His jaw is tight, his teeth stinging. He can feel the pressure of Paul’s hand in his, the lightly worn intelligence, that civility. The stooped figure diminishing down the street. They can’t do this. How can they do this? It’s just ridiculous, to lock up Paul Léon. It is an outrage. He’s on his feet, rebuttoning the coat he hadn’t yet removed, and is heading for the door.

“Where are you going?” Suzanne blinks at him, her eyes big and wet.

“I’ll go and see Lucie.”

“What can you do?”

“I’ll find out.”

Lucie has been crying. Her eyes are puffy and her mouth is smudged, but her face has been washed and powdered and when she speaks her voice is careful and measured. She holds herself erect.

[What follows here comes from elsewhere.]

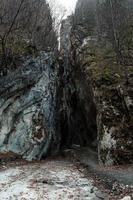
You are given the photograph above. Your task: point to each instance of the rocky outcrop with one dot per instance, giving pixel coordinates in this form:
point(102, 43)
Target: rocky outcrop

She does her best to smile. She ushers him into the apartment, offers him a seat, has nothing else to offer. The children are not at home. Whatever else they are denied, they are still obliged to go to school.

“I’m so sorry, Lucie.”

In the sunny room of Shakespeare and Company, years ago: she was on Paul’s arm, her belly huge under a blue coat, and they were talking with Sylvia, and Lucie had laughed, he remembers the sight of her, and she had seemed almost luminous then, extraordinary beside her gangling husband. She’s a journalist, Sylvia had informed him in one of her gossipy confidences after the couple had left; she’s on the Paris desk of the Herald Tribune. And the husband has a couple of books under his belt too. Now the woman is creased and dimmed, her mouth twisted to a knot. And then her face crumples and she buries it in her hands. He reaches out towards her, then stops short. He tucks his hands between his knees, looks up at the unbleached square on the wall where a painting used to hang.